The big takeaway is that as supply has flooded in from beyond our borders, the price of cannabis biomass has fallen by 45 percent.
Wouldn’t it be nice (for tenants, homebuyers and employers) if New York could reduce rents and home prices by 45 percent?
Of course, we cannot simply import dwellings (except for modular homes, but we cannot import land to put them on). We could, however, boost housing supply by reforming property taxes, zoning, rent stabilization, the “scaffold law” and other regulatory schemes.
Just to take one of a thousand examples, think about the process for replacing a small, decrepit apartment building with a larger, modern, energy-efficient one.
Because of tenant protections, it takes years and sometimes decades to empty a building.

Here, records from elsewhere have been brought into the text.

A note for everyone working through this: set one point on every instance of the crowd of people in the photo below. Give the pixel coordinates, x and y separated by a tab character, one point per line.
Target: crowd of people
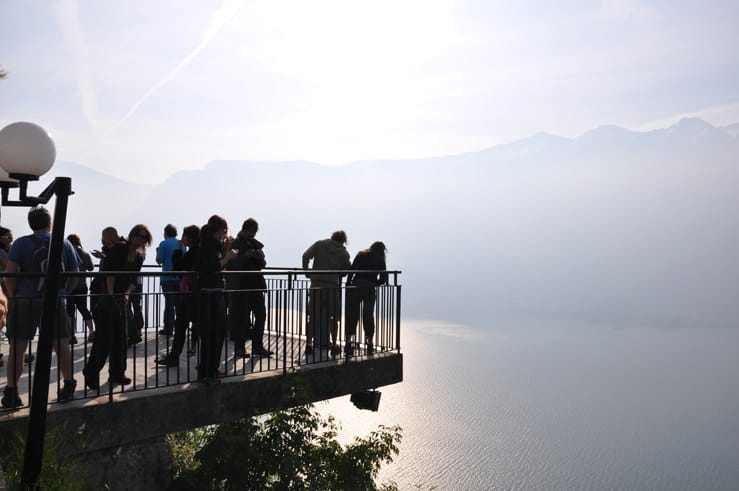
196	302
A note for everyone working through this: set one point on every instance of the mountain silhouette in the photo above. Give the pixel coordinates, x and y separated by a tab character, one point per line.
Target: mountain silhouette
615	225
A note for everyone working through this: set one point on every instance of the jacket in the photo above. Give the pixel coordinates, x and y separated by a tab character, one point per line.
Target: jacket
326	254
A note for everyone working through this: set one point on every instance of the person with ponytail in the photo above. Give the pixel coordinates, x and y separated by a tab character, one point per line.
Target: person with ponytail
361	294
215	253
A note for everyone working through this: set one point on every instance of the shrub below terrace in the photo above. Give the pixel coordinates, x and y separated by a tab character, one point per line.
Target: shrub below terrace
59	472
290	449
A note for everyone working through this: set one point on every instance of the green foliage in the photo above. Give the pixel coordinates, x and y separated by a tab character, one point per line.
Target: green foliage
293	449
58	470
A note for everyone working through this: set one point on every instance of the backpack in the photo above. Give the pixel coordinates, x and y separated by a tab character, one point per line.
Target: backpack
40	261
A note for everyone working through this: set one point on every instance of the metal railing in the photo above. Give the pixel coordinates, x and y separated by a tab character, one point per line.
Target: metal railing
291	307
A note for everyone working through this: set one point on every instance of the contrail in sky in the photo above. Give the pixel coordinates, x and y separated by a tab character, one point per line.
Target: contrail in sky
72	32
220	18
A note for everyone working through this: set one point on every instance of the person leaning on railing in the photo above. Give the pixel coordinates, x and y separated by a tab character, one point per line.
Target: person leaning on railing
324	296
215	253
361	294
186	310
126	256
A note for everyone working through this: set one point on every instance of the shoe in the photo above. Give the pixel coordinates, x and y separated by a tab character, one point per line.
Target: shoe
261	351
67	392
92	382
10	398
240	352
120	381
167	362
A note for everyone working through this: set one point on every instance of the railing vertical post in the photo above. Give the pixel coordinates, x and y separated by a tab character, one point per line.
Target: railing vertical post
397	319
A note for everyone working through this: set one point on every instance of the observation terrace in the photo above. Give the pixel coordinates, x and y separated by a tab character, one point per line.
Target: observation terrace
118	430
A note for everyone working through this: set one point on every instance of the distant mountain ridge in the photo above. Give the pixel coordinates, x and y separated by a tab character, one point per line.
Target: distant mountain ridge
615	226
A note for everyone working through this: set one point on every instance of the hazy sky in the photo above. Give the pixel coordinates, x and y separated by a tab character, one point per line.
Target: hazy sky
141	89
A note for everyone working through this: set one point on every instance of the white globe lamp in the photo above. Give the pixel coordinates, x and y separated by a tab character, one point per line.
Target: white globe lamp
6	180
26	150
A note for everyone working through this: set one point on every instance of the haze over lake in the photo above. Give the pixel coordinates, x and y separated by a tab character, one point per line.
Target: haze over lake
578	297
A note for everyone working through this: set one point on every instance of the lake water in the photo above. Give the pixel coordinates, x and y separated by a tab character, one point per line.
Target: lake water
539	404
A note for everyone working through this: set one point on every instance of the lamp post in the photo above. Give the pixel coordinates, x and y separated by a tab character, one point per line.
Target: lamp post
26	153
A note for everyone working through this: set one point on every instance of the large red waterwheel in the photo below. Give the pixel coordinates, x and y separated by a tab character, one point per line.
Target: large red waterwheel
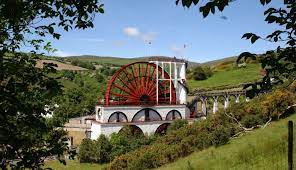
136	84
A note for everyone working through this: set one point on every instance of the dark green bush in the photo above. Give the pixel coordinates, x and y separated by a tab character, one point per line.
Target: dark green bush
176	125
220	135
86	151
102	149
249	121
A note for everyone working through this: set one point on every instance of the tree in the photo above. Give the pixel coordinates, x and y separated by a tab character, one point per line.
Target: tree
103	151
26	135
279	63
86	151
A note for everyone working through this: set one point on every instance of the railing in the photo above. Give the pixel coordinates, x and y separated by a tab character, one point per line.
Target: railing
149	103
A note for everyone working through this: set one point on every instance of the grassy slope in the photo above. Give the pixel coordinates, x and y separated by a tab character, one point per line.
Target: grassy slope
74	165
261	149
232	76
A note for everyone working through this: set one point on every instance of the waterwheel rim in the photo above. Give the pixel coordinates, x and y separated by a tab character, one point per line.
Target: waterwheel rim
135	84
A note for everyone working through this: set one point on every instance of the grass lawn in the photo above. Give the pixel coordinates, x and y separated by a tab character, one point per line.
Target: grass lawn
232	76
73	165
261	149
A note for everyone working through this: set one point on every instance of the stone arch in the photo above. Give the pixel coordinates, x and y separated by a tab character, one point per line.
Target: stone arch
132	130
161	130
118	117
146	114
173	114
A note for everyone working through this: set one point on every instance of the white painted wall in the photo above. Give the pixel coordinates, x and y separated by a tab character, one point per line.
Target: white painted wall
130	111
107	129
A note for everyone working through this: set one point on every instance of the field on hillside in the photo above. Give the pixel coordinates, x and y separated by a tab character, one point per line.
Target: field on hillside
232	76
107	60
73	165
61	66
261	149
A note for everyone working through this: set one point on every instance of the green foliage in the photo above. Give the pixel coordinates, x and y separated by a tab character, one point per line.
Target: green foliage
201	73
103	150
25	134
255	150
178	143
250	120
98	151
87	151
177	125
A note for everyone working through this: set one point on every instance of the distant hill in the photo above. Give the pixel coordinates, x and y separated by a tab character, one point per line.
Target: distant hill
215	62
118	60
61	66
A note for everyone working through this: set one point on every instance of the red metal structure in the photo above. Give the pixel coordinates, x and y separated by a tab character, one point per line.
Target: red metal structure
136	84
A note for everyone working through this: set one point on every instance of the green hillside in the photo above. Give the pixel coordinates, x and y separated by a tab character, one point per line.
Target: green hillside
106	60
228	77
261	149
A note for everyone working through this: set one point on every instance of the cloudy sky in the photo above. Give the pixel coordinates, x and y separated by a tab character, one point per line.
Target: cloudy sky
134	28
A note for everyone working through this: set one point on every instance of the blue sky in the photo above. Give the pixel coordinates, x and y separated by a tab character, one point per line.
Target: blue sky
127	26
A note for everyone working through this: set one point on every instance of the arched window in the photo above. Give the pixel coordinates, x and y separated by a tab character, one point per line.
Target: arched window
145	115
117	117
161	130
131	130
173	115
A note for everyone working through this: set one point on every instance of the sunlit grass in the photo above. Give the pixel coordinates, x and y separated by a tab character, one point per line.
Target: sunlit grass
232	76
73	165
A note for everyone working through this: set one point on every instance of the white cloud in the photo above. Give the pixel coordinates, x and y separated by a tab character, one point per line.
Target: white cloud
134	32
91	39
178	50
131	31
149	37
60	53
118	43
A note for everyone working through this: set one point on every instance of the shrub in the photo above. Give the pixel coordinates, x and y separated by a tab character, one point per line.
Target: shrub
177	125
86	151
249	121
220	136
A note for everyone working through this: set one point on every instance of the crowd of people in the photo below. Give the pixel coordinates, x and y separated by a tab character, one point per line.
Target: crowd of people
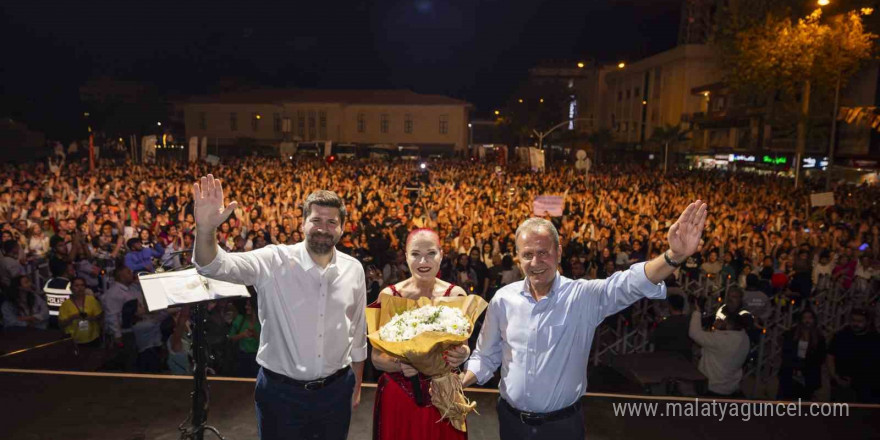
95	230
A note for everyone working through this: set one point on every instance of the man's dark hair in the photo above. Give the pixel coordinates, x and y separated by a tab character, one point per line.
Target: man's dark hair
118	271
735	321
860	311
9	247
324	198
676	302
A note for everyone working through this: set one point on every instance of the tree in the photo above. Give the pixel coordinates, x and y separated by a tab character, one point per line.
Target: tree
783	64
668	134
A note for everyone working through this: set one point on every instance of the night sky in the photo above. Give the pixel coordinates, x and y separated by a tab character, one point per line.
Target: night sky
477	50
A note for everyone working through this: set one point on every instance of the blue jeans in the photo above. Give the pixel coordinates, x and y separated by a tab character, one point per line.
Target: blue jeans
285	411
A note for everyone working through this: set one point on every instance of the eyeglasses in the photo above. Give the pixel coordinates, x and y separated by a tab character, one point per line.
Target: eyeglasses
529	256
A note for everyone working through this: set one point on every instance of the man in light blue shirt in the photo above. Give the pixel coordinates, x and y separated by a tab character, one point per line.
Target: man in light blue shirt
539	330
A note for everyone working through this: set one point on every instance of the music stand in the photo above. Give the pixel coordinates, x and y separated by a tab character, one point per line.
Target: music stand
187	287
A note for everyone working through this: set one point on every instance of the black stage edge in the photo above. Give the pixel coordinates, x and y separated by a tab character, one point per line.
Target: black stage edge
49	406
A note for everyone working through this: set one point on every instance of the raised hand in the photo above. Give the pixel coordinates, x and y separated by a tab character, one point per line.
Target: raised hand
209	211
684	236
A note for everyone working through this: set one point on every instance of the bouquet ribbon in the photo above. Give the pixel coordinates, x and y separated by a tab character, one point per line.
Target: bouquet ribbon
425	351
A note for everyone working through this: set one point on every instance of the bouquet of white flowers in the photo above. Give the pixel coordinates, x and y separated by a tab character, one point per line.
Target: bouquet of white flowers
412	323
418	332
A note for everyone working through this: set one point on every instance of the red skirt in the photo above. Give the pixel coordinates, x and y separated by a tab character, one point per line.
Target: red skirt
397	416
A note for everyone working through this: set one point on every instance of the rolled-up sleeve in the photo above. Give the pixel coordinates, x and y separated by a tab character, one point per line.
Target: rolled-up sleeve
486	358
359	324
240	268
623	288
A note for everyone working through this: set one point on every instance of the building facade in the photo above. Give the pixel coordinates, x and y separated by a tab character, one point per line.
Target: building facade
360	117
657	91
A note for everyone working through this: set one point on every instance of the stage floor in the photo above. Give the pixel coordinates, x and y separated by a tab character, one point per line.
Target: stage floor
71	406
79	403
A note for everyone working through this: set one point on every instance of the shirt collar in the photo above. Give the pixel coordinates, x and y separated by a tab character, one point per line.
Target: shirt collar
526	290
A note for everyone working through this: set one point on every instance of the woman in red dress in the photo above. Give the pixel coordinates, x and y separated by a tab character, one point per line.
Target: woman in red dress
403	409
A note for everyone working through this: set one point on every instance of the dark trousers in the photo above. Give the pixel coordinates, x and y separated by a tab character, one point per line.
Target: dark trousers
286	411
512	428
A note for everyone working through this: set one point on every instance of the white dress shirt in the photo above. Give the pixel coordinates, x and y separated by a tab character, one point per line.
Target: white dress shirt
313	320
112	301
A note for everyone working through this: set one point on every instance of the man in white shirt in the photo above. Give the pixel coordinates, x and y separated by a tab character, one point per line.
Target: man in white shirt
311	306
724	351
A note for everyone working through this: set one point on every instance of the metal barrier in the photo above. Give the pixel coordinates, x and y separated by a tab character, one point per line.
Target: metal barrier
628	332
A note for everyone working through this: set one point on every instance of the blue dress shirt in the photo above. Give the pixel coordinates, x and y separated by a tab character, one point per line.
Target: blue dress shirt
543	347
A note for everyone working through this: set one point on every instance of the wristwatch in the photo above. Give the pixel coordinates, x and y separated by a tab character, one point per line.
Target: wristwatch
669	260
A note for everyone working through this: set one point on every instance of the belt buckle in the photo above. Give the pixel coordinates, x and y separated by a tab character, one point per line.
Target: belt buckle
530	419
318	385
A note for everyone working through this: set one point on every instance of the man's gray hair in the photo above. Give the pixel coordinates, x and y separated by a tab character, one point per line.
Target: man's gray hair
535	224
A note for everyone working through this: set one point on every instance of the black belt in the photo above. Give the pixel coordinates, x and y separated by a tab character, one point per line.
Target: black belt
310	385
541	418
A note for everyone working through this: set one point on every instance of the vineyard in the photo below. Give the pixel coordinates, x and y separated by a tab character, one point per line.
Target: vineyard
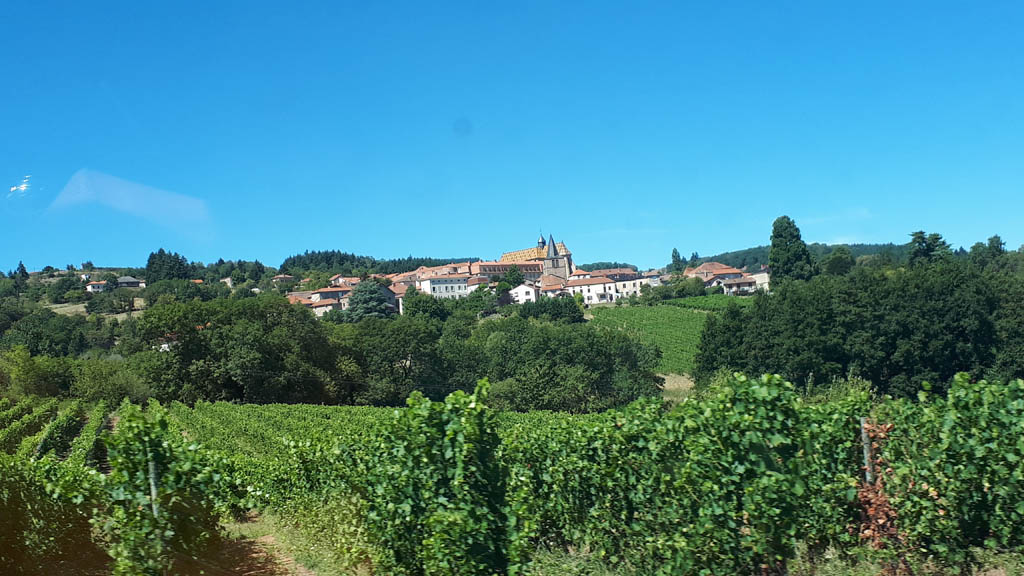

For all that time, units sit empty while the owner waits for a few remaining tenants to move, die or accept a buyout.
Perhaps that helps tenants in that one building, but it doesn’t help tenants overall to keep units empty in the teeth of a housing shortage. The bigger issue is that the process is so costly and onerous that most undersized, aging buildings remain in place year after year.
It’s a classic case of how lawmakers have made housing more expensive in an effort to make it cheaper.
At the very least, the state should let developers replace small apartment buildings with large ones if they keep the same number of rent-stabilized units, house tenants during construction and give them the right to return.
But the biggest supply boost would come from putting the interests of all tenants over those in a particular building.
Legislators should think about the housing crisis as they try to fix the marijuana cheating problem that they created.
The economic lesson is simple: Weed sellers (and some farmers) are bringing down the cost of cannabis by buying it from states that have a surplus.
Housing would be cheaper, too, not to mention nicer, safer and more energy-efficient, if we allowed developers to create a surplus. And it’s a lot better for you than weed.